We record the number of episodes that the best solution is reached, and the time to reach each best solution as below. The shorter time surely means better performance. The performance is defined as the reciprocal of the time spent times 100.
The best solution reached within the shortest time is the 104th episode. However, the following episodes do not neccesarily do better than the 104th episode. We in total have 63×2×2 states in hard mode map (52×2×2 states in easy mode map) which is already a huge number. It would take huge number of runs to reach the stable q_table, which makes the performance seem unstable.
We also see in the figure that the times of best solution reached between round 1-100 and 100-200 is 4. And in round 200-300 is 7. However reduces to 4 times in round 300-400, not a rising trend as we expected. That may because the experiments are not enough or the states 63x2x2 is so large, which is a limitation of Q-learning.
- Measurement:
Current evaluation process is based on the number of steps, the number of missions until the player (Robot) reaches to the solution, and the time to reach some solution. The term solution is not the best solution yet; in fact, finding the best solution is not trivial since the game have moving monster that is chasing after the player. Hence, we decided to compare the number of missions until some solution for each game in the different versions. Current version(1.8) has a range of 1-5 missions to some solution; interestingly, most solutions had 163 turns (in easy mode map) until the end of the game (solution state).

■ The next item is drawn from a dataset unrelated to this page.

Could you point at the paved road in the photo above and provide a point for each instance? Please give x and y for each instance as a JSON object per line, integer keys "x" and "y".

- Comparison between different versions
The following graph represents the number of missions until the player reaches the first solution (1.4 version: unrevised choosing function without going straight feature; 1.6: without consistency check)
Notice that version 1.4 did not even reach to any solution during the test of more than 200 missions. However, version 1.6 was able to finish acquiring all twenty-seven ‘gold_ingot’ within 2-14 missions. After adding the consistency check as version 1.8, it has upto 14x better performance compared to 1.6. It achieves the best solution within 1-5 missions. Hence, the choose_action function revised in 1.6 and the consistency check in 1.8 has better learning performance than the original version.